Duncan-Williams charges on rumour mongering: Advocates legislation to deal with offenders

Presiding Archbishop and General Overseer of Action Chapel International (ACI), Nicholas Duncan-Williams has called for legislation to curb rumour-mongering in Ghanaian society.

According to him, President Kwame Nkrumah enacted a law that held people responsible for everything they said and were jailed if what they claimed was untrue.

The Archbishop argued that the time and the opportunity offered by social media platforms for people to make wild claims against others demand a similar law to be passed.

He said, “During Dr Nkrumah’s era if you said something and you were investigated and it was not true, you would be jailed.”

“We need that kind of law again because there is too much ‘Yɛ sii Yɛ sii’, ‘Akɛɛ Akɛɛ’, and people are living their lives based on rumours and judging people based on what they have heard.”

“Especially in this age of social media where everything is true and where everything is speculated all around and people live their lives always trying to find out what is in the news. What is new, what’s going on.”

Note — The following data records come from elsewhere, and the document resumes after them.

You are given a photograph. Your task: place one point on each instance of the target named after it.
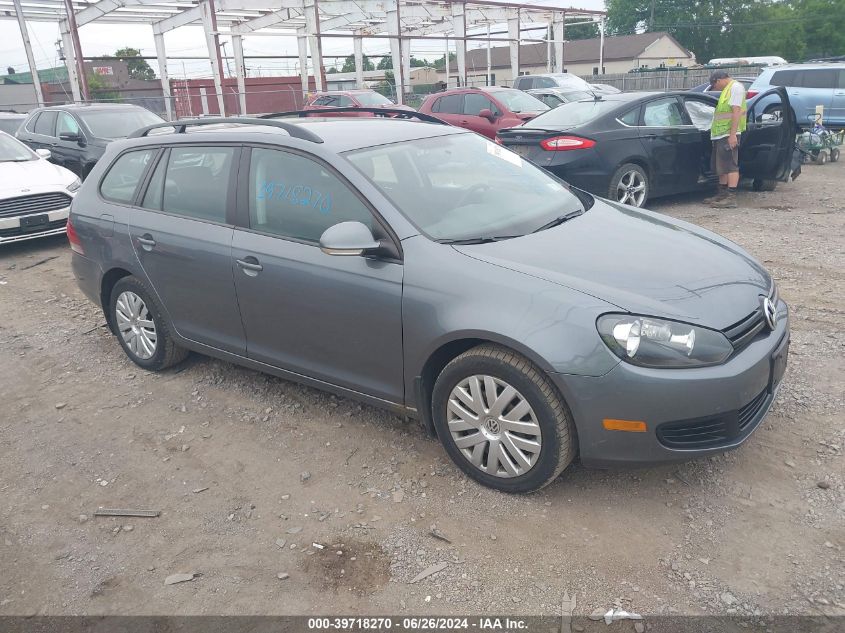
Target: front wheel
(629, 185)
(141, 328)
(502, 421)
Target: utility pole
(80, 64)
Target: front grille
(14, 232)
(713, 431)
(38, 203)
(750, 411)
(741, 333)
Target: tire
(130, 306)
(764, 184)
(545, 423)
(627, 181)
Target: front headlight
(659, 343)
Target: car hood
(34, 176)
(641, 262)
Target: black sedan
(630, 147)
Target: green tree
(138, 67)
(349, 64)
(100, 89)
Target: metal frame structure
(310, 21)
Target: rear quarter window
(121, 181)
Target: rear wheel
(141, 328)
(502, 421)
(629, 185)
(764, 184)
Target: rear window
(372, 99)
(575, 113)
(518, 101)
(46, 123)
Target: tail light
(564, 143)
(73, 238)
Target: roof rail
(180, 126)
(394, 113)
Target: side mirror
(352, 239)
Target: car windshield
(118, 123)
(464, 187)
(573, 114)
(372, 99)
(518, 101)
(12, 150)
(576, 95)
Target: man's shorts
(725, 160)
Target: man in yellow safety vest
(728, 125)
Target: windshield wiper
(479, 240)
(560, 220)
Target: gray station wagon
(424, 268)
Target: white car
(35, 194)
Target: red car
(483, 110)
(350, 99)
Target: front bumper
(688, 412)
(11, 230)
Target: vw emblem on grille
(770, 313)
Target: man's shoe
(727, 202)
(720, 195)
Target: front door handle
(146, 241)
(250, 266)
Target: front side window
(46, 123)
(118, 123)
(700, 113)
(464, 186)
(197, 182)
(122, 179)
(452, 104)
(475, 103)
(294, 197)
(663, 113)
(66, 125)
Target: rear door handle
(146, 241)
(250, 266)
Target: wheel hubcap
(494, 426)
(135, 324)
(631, 188)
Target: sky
(105, 39)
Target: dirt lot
(248, 471)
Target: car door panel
(332, 318)
(672, 145)
(188, 260)
(766, 146)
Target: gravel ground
(249, 471)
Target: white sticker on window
(505, 154)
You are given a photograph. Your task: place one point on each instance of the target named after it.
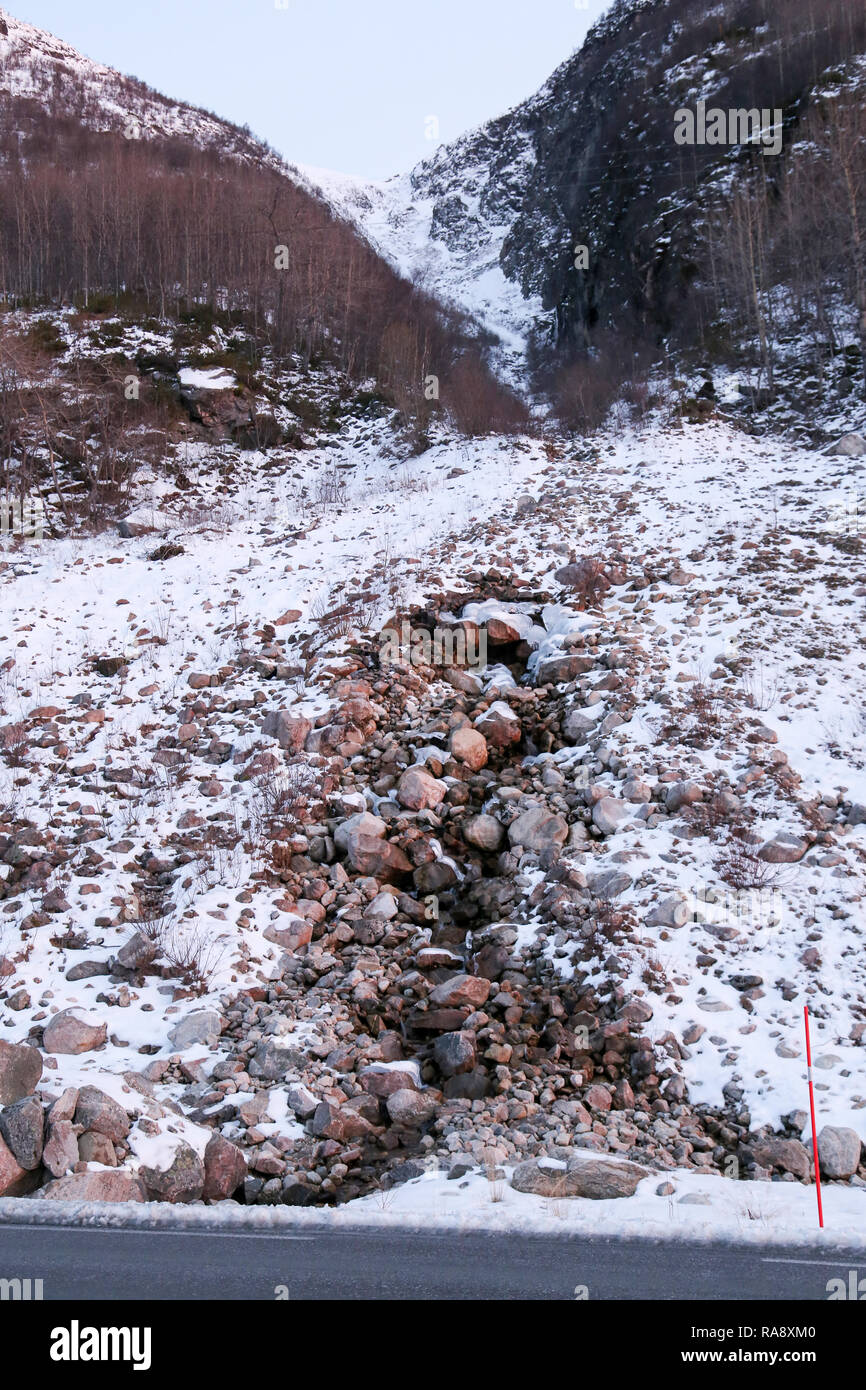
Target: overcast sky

Archbishop Duncan-Williams made the call during a sermon on Sunday, April 3, 2022, and indicated the present generation is a social media one where people virtually live on Whatsapp and Youtube checking out others, what they are doing and talking about.

“Some are googling me right now! Yeah, instead of them listening to what I say they are on their phone, they’re checking me out and checking out everything I’m saying.”

“They check you out and want to deal with you based on Google… But Mr. Google can never tell you the outcome of your circumstances,” he stated.

He noted that the most important thing in life is not to go around telling people whether they like you or not but the key is awareness.

People, he said, need to strategize how to deal with others and not to be quick to react because that is a sign of fear and immaturity.

Archbishop Duncan-Williams argued that Ghana’s problem and the decay that is eating into the fabric of its society is partly caused by the western democracy that it has adopted.

According to him, western democracy accommodates too many demands of freedoms for people to do as they please without being held responsible.

He said, “In western democracy, people insult their leaders and everyone and throw stones at just everybody else and still go home free to sleep.

Such misbehaviours, he said, do not happen in China and other places because those who will engage in them will be silenced.